Modes of Non-Compliance: How Duterte and Hun Sen Protected Chinese Cyber Fraud Operations

with Dr. Alvin Camba
Feb 15, 2024, 5:00 pm6:30 pm
Princeton University Students, Faculty and Staff



Event Description

Join CISS and Dr. Alvin Camba for a discussion on his working paper, "Modes of Non-Compliance: How Duterte and Hun Sen Protected Chinese Cyber Fraud Operations." 

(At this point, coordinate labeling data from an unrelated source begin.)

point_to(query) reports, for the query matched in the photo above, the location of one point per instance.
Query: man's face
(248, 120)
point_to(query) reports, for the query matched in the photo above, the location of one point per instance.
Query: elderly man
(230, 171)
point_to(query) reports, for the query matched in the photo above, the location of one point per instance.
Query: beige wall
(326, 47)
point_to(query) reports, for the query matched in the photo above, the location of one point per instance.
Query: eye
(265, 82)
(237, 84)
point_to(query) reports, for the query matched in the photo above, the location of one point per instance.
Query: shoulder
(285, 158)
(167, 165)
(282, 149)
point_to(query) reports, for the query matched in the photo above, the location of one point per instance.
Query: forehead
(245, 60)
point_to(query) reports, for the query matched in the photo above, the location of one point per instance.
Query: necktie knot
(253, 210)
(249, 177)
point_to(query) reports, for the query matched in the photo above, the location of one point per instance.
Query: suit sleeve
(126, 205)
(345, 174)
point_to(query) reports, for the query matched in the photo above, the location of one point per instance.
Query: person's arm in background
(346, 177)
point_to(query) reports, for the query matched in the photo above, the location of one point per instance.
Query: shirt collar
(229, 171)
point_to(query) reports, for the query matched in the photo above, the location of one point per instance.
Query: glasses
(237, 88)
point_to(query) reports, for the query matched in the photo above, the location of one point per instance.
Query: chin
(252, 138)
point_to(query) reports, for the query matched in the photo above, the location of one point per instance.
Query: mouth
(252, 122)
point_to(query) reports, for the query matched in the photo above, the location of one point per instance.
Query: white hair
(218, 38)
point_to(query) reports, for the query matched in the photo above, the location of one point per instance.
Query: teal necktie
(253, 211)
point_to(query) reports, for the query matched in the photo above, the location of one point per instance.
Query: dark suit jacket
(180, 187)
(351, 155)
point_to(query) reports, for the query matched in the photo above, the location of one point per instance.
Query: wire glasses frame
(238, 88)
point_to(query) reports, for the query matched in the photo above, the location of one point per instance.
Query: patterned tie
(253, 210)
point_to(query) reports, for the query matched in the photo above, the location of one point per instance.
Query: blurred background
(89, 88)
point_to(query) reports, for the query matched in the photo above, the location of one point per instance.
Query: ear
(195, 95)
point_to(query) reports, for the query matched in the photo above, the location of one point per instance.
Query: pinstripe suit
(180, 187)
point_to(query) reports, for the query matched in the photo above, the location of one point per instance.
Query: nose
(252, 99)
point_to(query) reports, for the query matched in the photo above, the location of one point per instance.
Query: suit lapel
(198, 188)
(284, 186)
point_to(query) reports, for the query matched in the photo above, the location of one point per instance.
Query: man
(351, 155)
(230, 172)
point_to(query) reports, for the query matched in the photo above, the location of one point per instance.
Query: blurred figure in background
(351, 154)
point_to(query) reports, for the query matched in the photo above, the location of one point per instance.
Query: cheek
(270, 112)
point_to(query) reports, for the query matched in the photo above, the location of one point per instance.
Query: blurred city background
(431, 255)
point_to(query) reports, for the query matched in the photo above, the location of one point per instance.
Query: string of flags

How do leaders from small and medium-sized states pursue non-compliance when great powers enact pressure? Existing literature in non-compliance examine non-compliance in two ways. On the one hand, some works focus on when sanctions are able or unable to elicit compliance. On the other, there is an emerging literature on “hedging,” referring to how small states maneuver pressure from great powers. Despite these advancements, there has been limited analysis on how host country leaders or states enact non-compliance. Examining Chinese cyber fraud operations in the Philippines and Cambodia, Dr. Camba argues that Duterte enacted mutual enmeshment and Cambodia’s Hun Sen illustrated visible deference. Duterte enmeshed Chinese power by tying Chinese interests to his regime’s survival. Duterte knew his online gambling operations could continue without serious intervention from China. In contrast, visible deference is when states excessively comply with the great power’s pressure but fail to implement follow-up policies to ensure non-compliance. Hun Sen quickly complied with the Chinese government’s demands to shut down the online gambling sector. However, when the COVID-19 pandemic began, Hun Sen’s own family and business elites – many are Chinese citizens turned Cambodians – converted many of the online gambling firms into other types of cyber fraud operations. Hun Sen has sworn to work with China to shutdown cyber fraud companies but has yet to actively criminalize his own network of political and business elites.


About the Speaker 

Alvin Camba is an Assistant Professor at the Josef Korbel School of International Studies at the University of Denver. He received his PhD in Sociology from the Johns Hopkins University. He is a faculty affiliate at the Center for International Environment & Resource Policy and the Climate Policy Lab at the Fletcher School at Tufts University. His research has been awarded multiple best research paper awards by several academic networks (International Studies Association, American Sociological Association, GRADNAS), has been published in top development and political economy journals (e.g., Review of International Political Economy, Development and Change, Energy Research and Social Science, etc.), and has contributed to widely-circulated think tank policy papers (e.g. Carnegie Endowment for International Peace, the International Republican Institute, and Center for International Private Enterprise) on China’s activities in Southeast Asia. He has been cited and/or interviewed by The Financial Times, Bloomberg, the Wall Street Journal, NPR, and other news outlets, and invited to speak at The World Bank, the US State Department, AidData, etc. Most recently, Dr. Camba is part of the Carnegie Corporation of New York-funded Responsible Public Engagement project at the Korbel School. The project investigates, among others, China’s disinformation strategies and investments in rare earths.